“ My imagery arrives intuitively, neither intended nor preconceived. I work with the means in a sense of exploration and discovery, allowing suggestion, and respecting the mysterious. As in music, painting places me in the indeterminate, evoking fascinations of the unknown.
Currently, gouache on paper with pastel overlays has become an exciting new medium for me, to some degree an extension of the oil on canvas painting process with which I am familiar, but much more immediate. The process of discovery was accelerated, engendering an awakening, and the emergence of new content and form; revealing atmospheric expressions of inner reality. ”

Gouache, or Body Colour combines dry powdered pigments, the same permanent pigments as in oil paint, and precipitated chalk in an aqueous medium, bound with gum arabic. The brilliant opaque quality of gouache arises from the reflecting power of the paint itself. It possesses a certain robust solidity, substance and body, making possible the layering of paint to create a beautifully vast range of pearly effects, with a richly subtle
matte-finish.

Gouache was first employed by ancient Egyptians who used honey to bind their pigments. Widely used by Monks in the Middle Ages for vividly magnificent illuminated manuscripts, gouache is also found in sumptuously ornate religious Persian painting. Utilized by Italian painters in the 15th Century, gouache became popular with the 18th and 19th C. French and Italian Masters. This splendid, opaque impasto I find ideal for modern expressionist effects.

Pastels are dry powdered pigments molded into small sticks, then dried. Soft pastels, those without oil or wax, are the most brilliant in color. A particle of pastel seen under a microscope looks like a diamond with many facets; the interaction of its powdery surface and the refraction of light reflect like a prism, creating the most powerful medium in color and stability.

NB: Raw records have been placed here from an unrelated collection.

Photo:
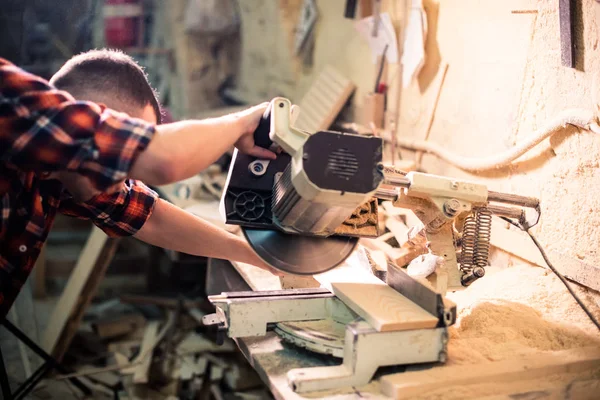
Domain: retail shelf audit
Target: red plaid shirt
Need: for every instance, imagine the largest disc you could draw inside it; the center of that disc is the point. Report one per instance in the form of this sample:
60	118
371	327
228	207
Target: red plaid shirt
43	130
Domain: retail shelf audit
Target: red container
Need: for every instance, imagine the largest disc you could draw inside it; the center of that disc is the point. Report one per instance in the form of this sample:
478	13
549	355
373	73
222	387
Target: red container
121	22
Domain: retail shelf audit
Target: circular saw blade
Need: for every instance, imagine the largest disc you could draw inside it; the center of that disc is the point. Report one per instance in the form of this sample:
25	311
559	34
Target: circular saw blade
299	255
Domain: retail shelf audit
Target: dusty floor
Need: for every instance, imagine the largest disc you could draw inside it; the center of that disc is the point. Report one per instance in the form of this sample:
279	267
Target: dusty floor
517	311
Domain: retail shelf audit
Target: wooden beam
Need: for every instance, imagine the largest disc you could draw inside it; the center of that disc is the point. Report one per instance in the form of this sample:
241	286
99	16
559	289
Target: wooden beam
79	292
39	281
383	307
567	48
409	384
519	244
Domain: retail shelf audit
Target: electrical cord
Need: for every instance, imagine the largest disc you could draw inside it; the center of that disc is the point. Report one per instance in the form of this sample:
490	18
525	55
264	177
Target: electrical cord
581	118
558	274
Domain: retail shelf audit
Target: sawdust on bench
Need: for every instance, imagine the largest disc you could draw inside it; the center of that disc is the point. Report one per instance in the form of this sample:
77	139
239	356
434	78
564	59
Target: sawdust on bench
518	311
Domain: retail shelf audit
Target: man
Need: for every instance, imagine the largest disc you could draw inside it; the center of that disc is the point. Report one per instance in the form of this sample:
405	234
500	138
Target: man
74	157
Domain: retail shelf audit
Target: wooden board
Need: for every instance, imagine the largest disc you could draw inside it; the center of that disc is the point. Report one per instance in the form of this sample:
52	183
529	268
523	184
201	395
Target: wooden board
150	334
383	307
408	384
519	244
324	100
81	288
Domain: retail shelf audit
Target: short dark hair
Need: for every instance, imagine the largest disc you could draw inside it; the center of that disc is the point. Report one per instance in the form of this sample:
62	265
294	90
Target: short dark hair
110	77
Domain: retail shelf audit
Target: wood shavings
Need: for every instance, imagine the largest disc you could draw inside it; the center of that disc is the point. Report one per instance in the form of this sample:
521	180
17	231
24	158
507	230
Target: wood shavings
518	311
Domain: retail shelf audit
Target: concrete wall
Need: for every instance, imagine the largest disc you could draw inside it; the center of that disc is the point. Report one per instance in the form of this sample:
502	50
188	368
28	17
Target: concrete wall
504	80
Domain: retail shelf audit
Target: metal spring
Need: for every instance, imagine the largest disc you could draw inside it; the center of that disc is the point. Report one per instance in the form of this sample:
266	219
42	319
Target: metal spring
484	233
468	243
475	246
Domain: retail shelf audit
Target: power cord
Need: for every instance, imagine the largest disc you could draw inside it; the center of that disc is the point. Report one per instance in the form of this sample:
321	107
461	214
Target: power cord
558	274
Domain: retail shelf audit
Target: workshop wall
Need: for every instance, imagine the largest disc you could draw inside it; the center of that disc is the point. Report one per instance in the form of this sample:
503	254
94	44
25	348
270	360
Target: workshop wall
505	80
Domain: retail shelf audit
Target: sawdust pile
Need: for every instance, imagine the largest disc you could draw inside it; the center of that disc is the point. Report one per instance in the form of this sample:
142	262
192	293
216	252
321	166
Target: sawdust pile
517	311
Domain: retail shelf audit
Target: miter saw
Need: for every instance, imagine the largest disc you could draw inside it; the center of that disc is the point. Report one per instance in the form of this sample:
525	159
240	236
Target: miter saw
304	213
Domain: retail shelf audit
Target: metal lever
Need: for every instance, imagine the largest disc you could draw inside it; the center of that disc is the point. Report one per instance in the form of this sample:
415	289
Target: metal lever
218	325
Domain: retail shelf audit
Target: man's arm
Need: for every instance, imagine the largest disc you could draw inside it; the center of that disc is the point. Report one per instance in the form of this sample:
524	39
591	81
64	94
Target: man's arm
172	228
136	210
92	149
179	150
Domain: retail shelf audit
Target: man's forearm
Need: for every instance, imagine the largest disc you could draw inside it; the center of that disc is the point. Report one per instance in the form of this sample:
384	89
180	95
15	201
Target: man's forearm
173	228
181	149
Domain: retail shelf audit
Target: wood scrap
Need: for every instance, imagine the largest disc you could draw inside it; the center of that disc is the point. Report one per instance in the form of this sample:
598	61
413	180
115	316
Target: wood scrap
159	301
190	366
398	228
409	384
81	288
141	371
196	343
383	307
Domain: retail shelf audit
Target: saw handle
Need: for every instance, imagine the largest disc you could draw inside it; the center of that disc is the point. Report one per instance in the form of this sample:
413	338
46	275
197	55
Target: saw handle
261	134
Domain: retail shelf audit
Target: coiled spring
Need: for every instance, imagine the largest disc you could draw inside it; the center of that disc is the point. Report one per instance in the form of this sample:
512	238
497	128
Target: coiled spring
475	246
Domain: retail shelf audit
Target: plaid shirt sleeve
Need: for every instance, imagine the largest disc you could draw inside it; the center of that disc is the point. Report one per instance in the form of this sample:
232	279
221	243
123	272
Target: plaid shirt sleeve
119	213
43	129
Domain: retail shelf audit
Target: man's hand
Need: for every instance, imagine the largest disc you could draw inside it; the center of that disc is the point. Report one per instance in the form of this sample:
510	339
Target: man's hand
181	149
172	228
248	121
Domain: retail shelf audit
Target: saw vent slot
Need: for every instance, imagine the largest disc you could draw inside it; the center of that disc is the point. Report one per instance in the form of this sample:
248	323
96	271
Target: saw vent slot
285	196
342	163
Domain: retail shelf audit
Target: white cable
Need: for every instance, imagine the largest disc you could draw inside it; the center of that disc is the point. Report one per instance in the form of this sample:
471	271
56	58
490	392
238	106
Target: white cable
581	118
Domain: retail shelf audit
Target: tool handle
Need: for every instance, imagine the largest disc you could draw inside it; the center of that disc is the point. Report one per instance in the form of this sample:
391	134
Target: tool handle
523	201
261	134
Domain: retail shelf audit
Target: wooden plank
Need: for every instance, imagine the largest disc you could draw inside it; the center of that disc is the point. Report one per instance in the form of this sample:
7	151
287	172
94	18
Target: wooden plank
519	244
79	292
148	342
567	47
331	91
256	278
409	384
383	307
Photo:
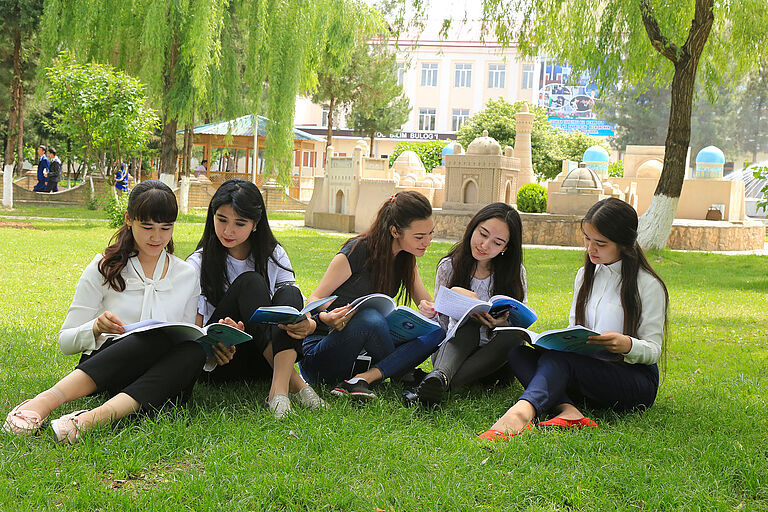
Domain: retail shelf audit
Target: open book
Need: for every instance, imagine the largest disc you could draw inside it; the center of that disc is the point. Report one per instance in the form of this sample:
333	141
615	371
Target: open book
571	339
207	336
287	314
404	323
461	308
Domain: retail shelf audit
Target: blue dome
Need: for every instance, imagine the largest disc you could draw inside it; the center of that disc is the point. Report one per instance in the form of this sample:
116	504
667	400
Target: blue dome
710	155
595	154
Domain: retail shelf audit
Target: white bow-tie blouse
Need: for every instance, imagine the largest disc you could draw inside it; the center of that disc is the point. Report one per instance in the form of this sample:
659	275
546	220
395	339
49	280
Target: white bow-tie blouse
172	298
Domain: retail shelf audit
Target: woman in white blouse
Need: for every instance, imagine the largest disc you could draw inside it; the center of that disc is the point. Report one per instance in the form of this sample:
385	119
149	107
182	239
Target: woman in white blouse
136	279
242	267
617	294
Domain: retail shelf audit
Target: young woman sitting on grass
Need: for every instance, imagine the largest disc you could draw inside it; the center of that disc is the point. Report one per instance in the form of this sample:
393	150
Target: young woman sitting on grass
486	262
136	279
242	267
617	294
381	260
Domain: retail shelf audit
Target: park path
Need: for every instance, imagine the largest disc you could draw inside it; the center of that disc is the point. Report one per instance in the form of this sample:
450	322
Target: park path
279	225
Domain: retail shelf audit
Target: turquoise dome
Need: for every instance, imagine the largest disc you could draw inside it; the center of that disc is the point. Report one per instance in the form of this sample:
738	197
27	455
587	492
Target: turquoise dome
595	154
710	155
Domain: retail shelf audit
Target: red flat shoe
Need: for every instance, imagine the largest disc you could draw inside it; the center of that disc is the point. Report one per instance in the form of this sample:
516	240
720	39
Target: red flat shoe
566	423
498	435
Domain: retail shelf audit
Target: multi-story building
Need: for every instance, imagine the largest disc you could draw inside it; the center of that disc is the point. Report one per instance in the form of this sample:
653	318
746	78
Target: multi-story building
447	79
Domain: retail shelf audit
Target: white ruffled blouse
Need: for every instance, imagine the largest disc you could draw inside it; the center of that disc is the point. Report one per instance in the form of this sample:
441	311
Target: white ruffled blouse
172	298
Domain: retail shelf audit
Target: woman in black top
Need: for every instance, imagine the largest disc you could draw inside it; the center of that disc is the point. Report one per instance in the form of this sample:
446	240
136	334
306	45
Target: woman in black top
381	260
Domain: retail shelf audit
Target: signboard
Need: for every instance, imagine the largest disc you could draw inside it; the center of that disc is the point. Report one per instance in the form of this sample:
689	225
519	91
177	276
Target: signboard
570	100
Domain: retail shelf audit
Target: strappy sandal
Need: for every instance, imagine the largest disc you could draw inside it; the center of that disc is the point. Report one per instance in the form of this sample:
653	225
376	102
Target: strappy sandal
23	422
67	428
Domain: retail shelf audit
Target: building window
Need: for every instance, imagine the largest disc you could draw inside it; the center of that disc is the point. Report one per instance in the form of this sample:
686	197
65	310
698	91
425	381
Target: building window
427	119
429	75
400	73
463	75
527	76
459	116
497	75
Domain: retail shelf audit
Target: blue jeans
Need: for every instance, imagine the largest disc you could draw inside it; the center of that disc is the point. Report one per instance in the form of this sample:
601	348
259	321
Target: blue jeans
551	378
329	359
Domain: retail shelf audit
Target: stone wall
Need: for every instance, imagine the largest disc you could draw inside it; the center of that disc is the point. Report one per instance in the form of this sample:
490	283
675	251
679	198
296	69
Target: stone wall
565	230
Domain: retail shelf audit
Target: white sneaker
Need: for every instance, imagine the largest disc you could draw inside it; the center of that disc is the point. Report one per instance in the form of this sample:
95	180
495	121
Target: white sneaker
279	406
309	398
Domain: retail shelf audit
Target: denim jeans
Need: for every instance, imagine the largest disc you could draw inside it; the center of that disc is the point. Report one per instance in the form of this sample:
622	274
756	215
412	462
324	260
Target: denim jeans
329	359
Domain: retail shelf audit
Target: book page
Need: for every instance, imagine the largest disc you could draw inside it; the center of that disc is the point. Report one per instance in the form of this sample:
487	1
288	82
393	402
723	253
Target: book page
455	304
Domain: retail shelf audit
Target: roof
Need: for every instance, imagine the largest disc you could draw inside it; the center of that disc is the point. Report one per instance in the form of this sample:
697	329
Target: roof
243	127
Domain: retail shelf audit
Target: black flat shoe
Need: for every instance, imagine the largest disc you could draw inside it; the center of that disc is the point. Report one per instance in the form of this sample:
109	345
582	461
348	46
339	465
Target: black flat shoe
432	388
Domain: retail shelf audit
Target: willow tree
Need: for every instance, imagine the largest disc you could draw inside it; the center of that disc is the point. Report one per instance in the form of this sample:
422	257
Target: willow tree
199	55
18	19
634	40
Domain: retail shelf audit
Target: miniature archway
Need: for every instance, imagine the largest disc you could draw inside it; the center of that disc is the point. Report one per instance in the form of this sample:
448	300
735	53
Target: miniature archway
470	193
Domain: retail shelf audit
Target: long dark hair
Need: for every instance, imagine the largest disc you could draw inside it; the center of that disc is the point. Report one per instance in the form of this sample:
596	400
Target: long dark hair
394	274
150	200
245	198
505	267
617	221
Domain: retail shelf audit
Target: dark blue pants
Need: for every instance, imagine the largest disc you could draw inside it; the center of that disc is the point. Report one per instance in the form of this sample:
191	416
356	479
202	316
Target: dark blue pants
551	378
330	358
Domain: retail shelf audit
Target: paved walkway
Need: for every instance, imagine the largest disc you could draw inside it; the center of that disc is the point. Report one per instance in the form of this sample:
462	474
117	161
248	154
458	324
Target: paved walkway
278	225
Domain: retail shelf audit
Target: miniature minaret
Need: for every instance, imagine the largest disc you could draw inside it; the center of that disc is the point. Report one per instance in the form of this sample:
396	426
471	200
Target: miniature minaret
524	127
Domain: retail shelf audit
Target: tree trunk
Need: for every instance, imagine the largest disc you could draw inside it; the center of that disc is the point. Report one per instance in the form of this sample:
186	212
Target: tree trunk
329	134
168	152
373	137
656	223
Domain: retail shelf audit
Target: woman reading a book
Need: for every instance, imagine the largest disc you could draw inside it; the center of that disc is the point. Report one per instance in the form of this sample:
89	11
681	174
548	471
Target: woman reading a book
381	260
242	267
617	294
486	262
136	279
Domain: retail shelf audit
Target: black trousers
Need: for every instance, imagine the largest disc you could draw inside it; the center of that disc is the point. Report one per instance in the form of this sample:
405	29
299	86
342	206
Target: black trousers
551	378
149	367
246	294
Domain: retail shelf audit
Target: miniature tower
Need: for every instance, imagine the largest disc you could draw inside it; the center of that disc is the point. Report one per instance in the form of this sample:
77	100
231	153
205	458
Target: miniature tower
523	129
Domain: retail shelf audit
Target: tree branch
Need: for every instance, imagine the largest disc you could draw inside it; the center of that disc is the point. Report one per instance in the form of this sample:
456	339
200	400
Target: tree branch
701	25
658	40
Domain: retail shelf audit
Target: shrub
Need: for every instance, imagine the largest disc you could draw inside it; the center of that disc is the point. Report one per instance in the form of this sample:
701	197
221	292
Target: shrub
532	198
616	169
115	208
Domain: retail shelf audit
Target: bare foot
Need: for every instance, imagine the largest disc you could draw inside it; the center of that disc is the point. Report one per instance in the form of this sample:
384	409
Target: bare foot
516	418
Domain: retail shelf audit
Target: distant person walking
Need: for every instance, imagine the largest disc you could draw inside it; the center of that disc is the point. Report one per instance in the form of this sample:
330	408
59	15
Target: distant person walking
54	171
42	170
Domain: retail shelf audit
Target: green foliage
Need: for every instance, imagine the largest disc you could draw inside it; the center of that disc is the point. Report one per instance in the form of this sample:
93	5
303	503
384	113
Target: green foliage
381	105
616	169
761	173
532	198
116	207
429	152
99	108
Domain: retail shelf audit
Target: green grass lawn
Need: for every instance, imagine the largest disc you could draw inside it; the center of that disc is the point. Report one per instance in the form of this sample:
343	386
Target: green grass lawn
702	446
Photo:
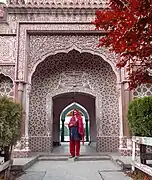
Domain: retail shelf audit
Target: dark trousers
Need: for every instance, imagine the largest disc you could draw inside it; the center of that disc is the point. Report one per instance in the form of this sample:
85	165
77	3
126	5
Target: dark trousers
74	147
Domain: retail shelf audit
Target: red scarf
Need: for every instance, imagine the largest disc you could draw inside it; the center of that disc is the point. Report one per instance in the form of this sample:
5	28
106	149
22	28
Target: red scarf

While forms of pastel have been used since prehistoric times by artists who drew on cave walls, its invention is attributed to the 16th C. German painter, Johann Thiele. Pastels became traditionally accepted in the 18th C. with European court portraiture and were increasingly employed by a galaxy of famous artists from the Impressionist painters of the 19th C. to the 20th C. Moderns. Pastels from the 16th C. exist today, as fresh and vibrant as the day they were painted.

Gouache and soft pastel in combination provide me with an enormous range of color and value particularly suited for my intimate vignettes.